Two weeks have passed when Haizaki decides fuck all my manly pride and enters Swan's Block right after he finishes a late-night extra work nearing midnight. The first thing he notices is that Himuro is nowhere behind the bar and his boss is seated on one chair, flushed and drunk. It'll be okay, Haizaki tells himself, I just need to give him a taste of my punch for ruining our friendship with his homosexual desires. He halts, and freaks out inside, but all the while maintaining a cool outside. WHAT FRIENDSHIP.
As he battles internally with something incorporeal that may or may not exist, Himuro comes out from under the bar, looking disheveled. Haizaki gulps when Himuro brushes off some hair on his eyes, staring down at the sweats dripping down his neck. And damn, I never knew a mole can look so sexy.
And then, his boss just ups and strokes Himuro's chin, purring, "I know of a good hotel."
Haizaki glares at Himuro and mouths an inaudible, "don't you dare." But Himuro (who, for some reason, has not noticed his presence as of yet) just smiles and leans closer to Haizaki's boss' face.
All of Haizaki's secret urges to wham someone in the face and throw them down into a ditch shoot out of his eyes as he rushes to the two men, pushing on his boss and making him topple on the ground, but not before hitting many chairs during the fall.
"What?" Himuro voices, frozen and stunned. "What?" He repeats when Haizaki grabs his person and lifts him up across the bar. "Um," he adds nervously the moment he sees Haizaki's boss on the ground and the other guests watching them as though they are shooting a film.
"Not sorry, boss. This guy is my bitch." Haizaki spits, holding Himuro in place with an arm around his thin neck. His boss stares blankly at them.
"HIMURO." The owner of the bar exclaims, horrified at the scene. "WHAT THE HELL IS HAPPENING."
"About that," Himuro holds up a hand, coughing into a fist. "I'm Shougo-kun's bitch, apparently." He dares to add, "it's official now," with a satisfied laugh immediately after.
No one is surprised when the two of them get kicked out through the front door, quite literally. Haizaki hopes the pain of gay sex is not as horrid.
"I just hit my boss." Haizaki finally says when he has collected himself, his balance failing him as they walk along the crowded district. "How am I going to pay for my own meals now."
"You can live in my apartment. I can cook some food for us, too. We just have to share the rent fee." Himuro replies calmly, nearly skipping in his steps. This is actually the first time Haizaki has seen Himuro outside the bar with his bartender uniform.

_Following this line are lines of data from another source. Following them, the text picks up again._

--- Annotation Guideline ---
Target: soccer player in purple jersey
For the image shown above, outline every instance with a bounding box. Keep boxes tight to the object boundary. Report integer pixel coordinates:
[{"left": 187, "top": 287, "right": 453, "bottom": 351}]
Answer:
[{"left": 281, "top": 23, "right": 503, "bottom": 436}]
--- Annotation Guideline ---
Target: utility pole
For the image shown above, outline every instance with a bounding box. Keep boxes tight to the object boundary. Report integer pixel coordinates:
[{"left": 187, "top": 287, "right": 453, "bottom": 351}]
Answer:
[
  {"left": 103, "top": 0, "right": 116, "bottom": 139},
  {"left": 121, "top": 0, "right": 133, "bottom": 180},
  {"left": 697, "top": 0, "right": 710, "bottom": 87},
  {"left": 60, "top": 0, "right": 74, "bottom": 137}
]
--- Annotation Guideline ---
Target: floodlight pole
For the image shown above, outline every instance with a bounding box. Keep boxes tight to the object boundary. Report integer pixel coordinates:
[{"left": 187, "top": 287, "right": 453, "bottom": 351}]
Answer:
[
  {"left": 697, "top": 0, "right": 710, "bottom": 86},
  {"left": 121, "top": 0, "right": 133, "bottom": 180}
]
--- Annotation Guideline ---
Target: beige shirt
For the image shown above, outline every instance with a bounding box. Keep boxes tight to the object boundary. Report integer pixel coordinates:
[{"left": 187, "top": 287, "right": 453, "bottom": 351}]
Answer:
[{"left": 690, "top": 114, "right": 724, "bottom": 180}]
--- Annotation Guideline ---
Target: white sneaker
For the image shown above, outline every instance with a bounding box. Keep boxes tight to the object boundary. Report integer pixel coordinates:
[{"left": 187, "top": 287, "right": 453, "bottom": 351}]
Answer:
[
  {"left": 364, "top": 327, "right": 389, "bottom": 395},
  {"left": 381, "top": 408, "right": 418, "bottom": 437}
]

He never knows how nicely the clothes hug Himuro's figure.
"My fucking god." Haizaki claws his own face, ruffles his hair, and quits being manly altogether. "I'M GAY. I wasn't until I met you. You gave me some of your gay germs."
Himuro laughs and laughs and laughs and squeezes his arm, brushing his lips against the sleeve. "I prefer to call it the Himuro Effect. Or the Tatsuya Effect. Whichever strikes your fancy, Shougo-kun."
There are hundreds of questions Haizaki wants to ask Fate, but first, he sighs and mutters, awaiting the tears to fall from his eyes, "Why you? Why Himuro Tatsuya?"
"Who knows?" Himuro hums, and he is so happy; so pleased. "Why you? Why Haizaki Shougo?" And it occurs to Haizaki then that all they have been doing the whole time is trying to uncover each other.
"I'm going to need a drink." Haizaki palms. Maybe some cola. He doesn't see the point of forgetting the night he hooks up with Himuro Tatsuya, men-seducer extraordinaire, (otherwise known as the night before he gets fired/demoted/humiliated/become penniless/whatever) as another happening in another drunken night.